Almost every day on my way to work I see a man with grey curly hair dressed in a white wrinkled shirt and red tweed pants. He always smiles and wishes me a good day. He also sells the “Big Issue” and I guess he is homeless.

As I have been passing by him every now and again, I started to wonder what would be the best thing I can do to help. My experience of philanthropy and charitable giving is limited to providing professional services pro bono, and donating blood, where I was part of the team. In this case, however, there is only me and the person in need, which makes it much more personal.

The easiest way to help him would be to buy a magazine. “Big issue” had a good idea of training people, and making the whole experience about earning rather than begging. I liked their motive to tackle social problems via business. But I am not sure if their business model actually still works.

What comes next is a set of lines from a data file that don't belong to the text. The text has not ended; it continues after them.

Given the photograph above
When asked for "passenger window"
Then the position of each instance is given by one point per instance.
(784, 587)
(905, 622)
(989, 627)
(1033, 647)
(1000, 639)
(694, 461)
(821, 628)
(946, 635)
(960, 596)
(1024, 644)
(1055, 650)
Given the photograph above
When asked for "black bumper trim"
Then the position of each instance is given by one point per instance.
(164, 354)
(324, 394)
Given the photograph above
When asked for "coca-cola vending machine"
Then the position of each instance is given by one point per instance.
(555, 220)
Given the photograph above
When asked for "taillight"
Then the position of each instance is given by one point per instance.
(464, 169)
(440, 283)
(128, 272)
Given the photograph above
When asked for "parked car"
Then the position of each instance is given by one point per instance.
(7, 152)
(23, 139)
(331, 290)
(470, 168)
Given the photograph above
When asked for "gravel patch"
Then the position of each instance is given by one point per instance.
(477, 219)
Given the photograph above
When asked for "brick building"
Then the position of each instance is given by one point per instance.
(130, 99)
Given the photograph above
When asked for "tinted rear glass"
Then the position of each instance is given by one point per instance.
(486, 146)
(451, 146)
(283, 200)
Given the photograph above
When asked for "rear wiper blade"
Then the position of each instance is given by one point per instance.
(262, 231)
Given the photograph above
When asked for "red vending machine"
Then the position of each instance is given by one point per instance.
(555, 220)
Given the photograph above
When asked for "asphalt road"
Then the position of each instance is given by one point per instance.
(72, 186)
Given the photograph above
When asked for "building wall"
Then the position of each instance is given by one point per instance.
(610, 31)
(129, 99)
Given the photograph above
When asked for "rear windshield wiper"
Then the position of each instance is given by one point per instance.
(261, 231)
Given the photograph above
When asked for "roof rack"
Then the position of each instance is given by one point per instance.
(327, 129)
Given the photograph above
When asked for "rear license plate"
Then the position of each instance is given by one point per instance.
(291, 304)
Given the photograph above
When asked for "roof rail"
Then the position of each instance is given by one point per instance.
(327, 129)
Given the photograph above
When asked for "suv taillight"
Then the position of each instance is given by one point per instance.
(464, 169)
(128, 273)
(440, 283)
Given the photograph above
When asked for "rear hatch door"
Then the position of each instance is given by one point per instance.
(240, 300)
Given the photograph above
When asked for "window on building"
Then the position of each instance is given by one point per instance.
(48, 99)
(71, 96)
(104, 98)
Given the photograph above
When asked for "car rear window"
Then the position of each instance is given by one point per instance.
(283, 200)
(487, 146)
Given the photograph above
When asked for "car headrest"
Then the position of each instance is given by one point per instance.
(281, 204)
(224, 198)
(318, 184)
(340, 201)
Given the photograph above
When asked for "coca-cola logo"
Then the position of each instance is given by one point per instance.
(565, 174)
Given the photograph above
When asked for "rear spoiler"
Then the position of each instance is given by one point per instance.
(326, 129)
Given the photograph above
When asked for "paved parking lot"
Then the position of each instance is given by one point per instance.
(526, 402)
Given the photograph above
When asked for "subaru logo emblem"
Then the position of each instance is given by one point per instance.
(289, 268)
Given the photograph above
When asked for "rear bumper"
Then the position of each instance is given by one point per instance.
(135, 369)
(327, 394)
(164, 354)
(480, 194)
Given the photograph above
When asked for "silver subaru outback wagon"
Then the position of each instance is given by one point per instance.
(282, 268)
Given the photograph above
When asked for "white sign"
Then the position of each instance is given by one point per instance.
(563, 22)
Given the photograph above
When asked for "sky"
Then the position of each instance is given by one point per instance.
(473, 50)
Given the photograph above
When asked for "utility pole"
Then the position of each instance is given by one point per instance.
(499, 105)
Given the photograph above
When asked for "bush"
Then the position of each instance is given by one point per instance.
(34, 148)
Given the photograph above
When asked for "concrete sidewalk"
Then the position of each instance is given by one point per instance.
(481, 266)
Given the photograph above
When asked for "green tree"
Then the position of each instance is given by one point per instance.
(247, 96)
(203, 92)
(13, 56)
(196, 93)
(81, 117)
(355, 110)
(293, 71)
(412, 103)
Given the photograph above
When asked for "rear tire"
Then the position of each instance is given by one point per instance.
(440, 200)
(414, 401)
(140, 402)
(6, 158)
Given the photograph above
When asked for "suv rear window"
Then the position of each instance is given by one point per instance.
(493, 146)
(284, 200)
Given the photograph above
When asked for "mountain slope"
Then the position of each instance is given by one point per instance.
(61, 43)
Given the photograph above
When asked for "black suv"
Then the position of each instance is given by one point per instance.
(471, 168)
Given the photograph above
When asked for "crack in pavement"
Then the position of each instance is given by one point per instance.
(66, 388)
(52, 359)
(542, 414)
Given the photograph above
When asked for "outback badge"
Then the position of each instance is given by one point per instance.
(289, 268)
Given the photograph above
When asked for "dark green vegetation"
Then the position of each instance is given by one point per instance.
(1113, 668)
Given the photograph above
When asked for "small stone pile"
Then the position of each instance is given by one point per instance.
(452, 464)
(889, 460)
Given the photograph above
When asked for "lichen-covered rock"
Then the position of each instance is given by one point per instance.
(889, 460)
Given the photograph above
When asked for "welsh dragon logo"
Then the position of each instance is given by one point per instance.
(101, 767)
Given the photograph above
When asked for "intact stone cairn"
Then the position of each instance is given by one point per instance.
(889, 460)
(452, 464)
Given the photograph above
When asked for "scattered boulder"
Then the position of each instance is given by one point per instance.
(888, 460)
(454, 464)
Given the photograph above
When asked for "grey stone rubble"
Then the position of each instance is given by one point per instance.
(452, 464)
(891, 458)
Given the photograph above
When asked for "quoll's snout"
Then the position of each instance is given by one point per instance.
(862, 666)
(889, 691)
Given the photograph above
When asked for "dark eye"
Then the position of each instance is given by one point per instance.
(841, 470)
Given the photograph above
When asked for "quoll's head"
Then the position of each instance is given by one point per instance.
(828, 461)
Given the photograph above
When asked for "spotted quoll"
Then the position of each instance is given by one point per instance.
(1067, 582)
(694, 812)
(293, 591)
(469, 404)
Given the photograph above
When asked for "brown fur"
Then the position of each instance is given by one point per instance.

If the Big Issue Foundation wanted to make people like me buy a magazine, I would assume they would make more of effort to differentiate their content from the content of those street newspapers that one can get for free. Why would I want to pay for a magazine that has nothing particularly interesting for me to read about? Moreover, all the Big Issue vendors do not themselves seem excited about their product, which does not inspire me either. So I didn’t like this option.

I could just give him money without taking the newspaper. But campaigns like “Killing with kindness” invite me to think about giving money to an individual as rather a negative thing to do. They suggest I donate to a homelessness charity instead, to ensure that this money is spent on long-term benefit for these people and not on drugs and alcohol.

I immediately imagined passing by this man saying, “I care about you and want to help. That is why I’ll give this £5 to a homeless charity instead, because they know better what to do with it and will guarantee you don’t spend it on something stupid”.  Apart from the likely abuse I would receive for being so patronising it also certainly will be of no help to the homeless man at all.

Who am I to judge their choices in life and treat them by my or charity’s standards instead of theirs? Wouldn’t it be more caring of me to give him the £5 and make him happier, even if he spends on alcohol? After all he has no admin costs, no fundraising costs and every penny goes direct to the beneficiary. Donating to a homelessness charity doesn’t feel great as an option.

Yet I also hesitated to just give money. I knew it would buy me this warm feeling about myself being a caring person. But then what would I feel passing by him next week or month and not giving more money? And would my £5 actually make his life better? In general, giving money this way is an easy win but a slightly selfish thing to do but I was hoping for this giving act to be more effective and even sustainable.

Not satisfied with the options available immediately I started thinking about what it means to truly care about someone. The first thing that came to mind was doing something nice for them without wanting or asking for something back, namely being altruistic.

Altruism, however, does not have to come up naturally. I’d even argue that giving without expectations to get something in return requires some preparation. For instance, I try to think of what my friends like when choosing a birthday present for them. A cheque for £30 is not as good as a book they were looking for, even if it costs £12. It doesn’t even have to be material. Good quality time together with my friends brings much more joy for me than a Selfridges’ gift certificate.

When we make an effort to match our gift with what someone would really enjoy, than it gets personal, becomes a sign of our care and esteem. It works with our friends and family as well as with people we have just met. And when we get it right, I can bet a good deal they would not think, “Oh, gosh, I wish I’d gotten the money”. So instead of offering a fiver or some old clothes to the man in the red tweed pants, perhaps I could give him something that will make him happier. But what could that be?

I spent more time thinking of what I can or should do and felt overwhelmed by options, yet none of them seemed perfect. In the meanwhile that man was still standing there, waiting for people like me to make up their minds. Passing by him this morning again, I thought that maybe it’s not about choosing a perfect option, but about taking an action. So I stopped, said “Hi”, and started the conversation.